Hacker News new | ask | show | jobs
by oefrha 2405 days ago
TOTP is great for you and me, but the average Joe totally does lose their phone and get locked out. Forget recovery codes, what the hell are those, they can’t even keep track of passwords. Authy provides encrypted backups you say? See “can’t keep track passwords”.

Don’t even get me started on physical security keys. I could hardly even convince myself to use one, let alone always having at least one backup. Imagine asking my mom to do that.

At the end of the day, the average Joe needs a recovery mechanism that’s not tied to their memory and doesn’t make their everyday interactions a pita. Phone number is just one step below government IDs (which people would be uncomfortable to supply for most sites) and the challenge response could be easily automated, making it ideal. It’s being ruined because of the incompetence of telecom operators.

I wonder if requiring physical appearance with government ID for a SIM change, and making fraudulent SIM issuance a fireable offense would drastically cut down on SIM jacking. (Before anyone points it out, I do envision fraudsters applying for telecom jobs just to do this.)

Now, I’m not arguing TOTP without recovery phone number shouldn’t be an option. I opt into it whenever possible.

2 comments

>Don’t even get me started on physical security keys

Well, I haven't seen a single person who wouldn't have one. We use them for cars and houses, though.

And credit/debit cards, I bet you have them too. It's a physical security key to the ATM. Classic 2FA spirit: something you have (the card) + something you know (PIN code).

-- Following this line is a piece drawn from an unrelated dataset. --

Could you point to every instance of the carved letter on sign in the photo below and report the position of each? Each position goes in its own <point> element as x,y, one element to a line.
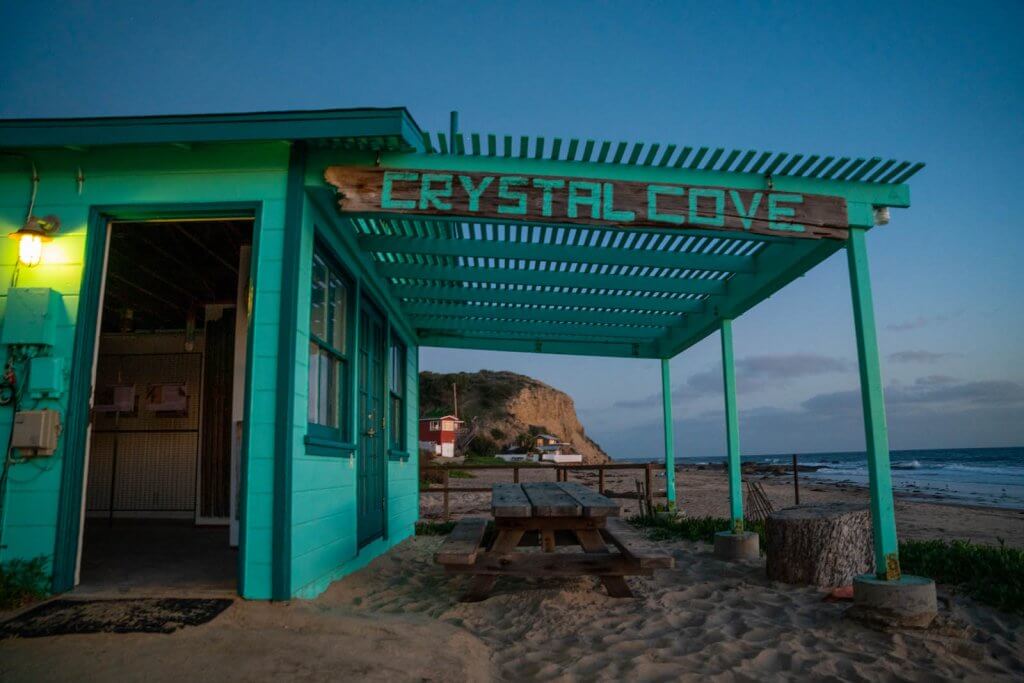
<point>568,201</point>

The point is, people don't have problems with physical security keys. Programmers do (and hardware vendors) do, which means no standards and clunky UI.

Physical key keys go into designated keyholes, and give you physical access to something. Physical cards go into dedicated machines, and give you access to a physical transaction, cash, deposit box, etc. Physical objects for physical access.

Physical U2F keys get in the way of all-digital flows. They also need to interact with all kinds of non-dedicated devices, something they do a less than stellar job of. Bluetooth and NFC keys are young, setup process isn’t great and reliability seems to vary; USB keys require a USB port which might be occupied by other things or available only in another physically incompatible shape.

So, we are agreeing?

The keys aren't the problem, the engineers are. In this day and age, every device should have a digital keyhole (NFC, whatever) - and it should not take more than "insert or hold X next to Y".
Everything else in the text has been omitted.